Во-вторых, в приведенном отрывке из Ницше обнаруживается с особой резкостью, насколько немецкий философ был некорректен в отношении текста «Записок» и авторской идеи, в них заключенной. Достоевский вовсе не утверждал, что все обитатели «мертвого дома» из числа тех, на совести которых действительно было преступление, не испытывали никаких угрызений совести и не «сокрушались» по поводу содеянного ими. Можно подумать, что Ницше вообще не заметил свидетельства героя-рассказчика «Записок» Александра Петровича Горянчикова, согласно которому и среди самых тяжких преступников, то есть людей, повинных в убийстве, существует две категории. «Вот, например, человек образованный, с развитой совестью, с сознанием, с сердцем. Одна боль собственного его сердца, прежде всяких наказаний, убьет его своими муками. Он сам себя осудит за свое преступление беспощаднее, безжалостнее самого грозного закона. (Примером такого человека и был для Достоевского сам А. П. Горянчиков — персонаж, которым мы обязаны писательской фантазии ничуть не в большей степени, чем всеми другими персонажами «Записок». — Ю. Д.) А вот рядом с ним другой, который даже и не подумает ни разу о совершенном им убийстве во всю каторгу» [71].

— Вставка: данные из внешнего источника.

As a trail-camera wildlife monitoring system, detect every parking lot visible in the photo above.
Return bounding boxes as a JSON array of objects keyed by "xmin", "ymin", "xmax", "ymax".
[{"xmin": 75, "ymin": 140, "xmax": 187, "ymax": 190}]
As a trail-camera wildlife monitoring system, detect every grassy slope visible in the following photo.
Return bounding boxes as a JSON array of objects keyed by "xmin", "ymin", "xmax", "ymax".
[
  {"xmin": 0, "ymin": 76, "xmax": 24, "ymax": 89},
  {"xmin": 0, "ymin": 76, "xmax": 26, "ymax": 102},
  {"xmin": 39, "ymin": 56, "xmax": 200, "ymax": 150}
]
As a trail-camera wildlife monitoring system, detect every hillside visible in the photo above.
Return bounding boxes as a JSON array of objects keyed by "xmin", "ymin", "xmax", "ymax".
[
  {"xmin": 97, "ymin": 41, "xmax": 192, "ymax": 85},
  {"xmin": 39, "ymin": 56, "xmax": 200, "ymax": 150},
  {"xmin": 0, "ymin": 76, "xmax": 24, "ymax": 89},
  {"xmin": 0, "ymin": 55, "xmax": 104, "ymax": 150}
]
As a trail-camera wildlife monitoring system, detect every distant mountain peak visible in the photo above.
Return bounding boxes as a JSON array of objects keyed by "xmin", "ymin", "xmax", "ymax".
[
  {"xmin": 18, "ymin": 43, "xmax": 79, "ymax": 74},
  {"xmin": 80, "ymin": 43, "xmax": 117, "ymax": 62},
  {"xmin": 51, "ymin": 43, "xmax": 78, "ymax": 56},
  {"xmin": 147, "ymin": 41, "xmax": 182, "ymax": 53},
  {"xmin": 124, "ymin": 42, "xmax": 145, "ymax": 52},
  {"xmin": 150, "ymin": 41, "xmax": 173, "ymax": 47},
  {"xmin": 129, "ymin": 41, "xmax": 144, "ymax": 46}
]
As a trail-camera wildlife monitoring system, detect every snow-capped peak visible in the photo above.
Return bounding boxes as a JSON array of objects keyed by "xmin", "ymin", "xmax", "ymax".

Кстати, как раз в данной связи следовало бы вернуть немецкому философу, обратив против его утверждения аргументацию, примененную им для защиты «истинно преступного» мотива, который не всегда якобы осознается человеком, совершающим конкретное преступление. Как раз по поводу впечатления насчет полного отсутствия раскаяния у тяжких преступников, причем всех без исключения, которое сложилось у Ницше после прочтения «Записок», можно было бы сказать: «Не следует засчитывать преступнику как его порок ни то, что относится к его плохим манерам, ни то, что связано с низким уровнем его интеллекта» [72]. Ибо как раз в силу всего этого преступник далеко не всегда сам (не говоря уже об окружающих) осознавал то, что, по сути дела, переживалось им как раскаяние, как угрызения пробуждавшейся совести, — здесь ведь тоже можно было бы сказать: «недостает начитанности», причем с гораздо большим основанием, чем это было сказано у Ницше. Если же учесть это обстоятельство, равно как и то, что отсутствие разговоров об угрызениях совести и раскаянии среди обитателей «мертвого дома» еще вовсе не означает отсутствие таковых, по крайней мере, у части преступников (ведь то, что Горянчиков ни с кем не говорил о своем раскаянии, вовсе не означало, что он не раскаивался), тогда вопреки немецкому философу можно будет констатировать факт существования всех этих переживаний, по крайней мере, у части сибирских острожников, и не такой уже незначительной.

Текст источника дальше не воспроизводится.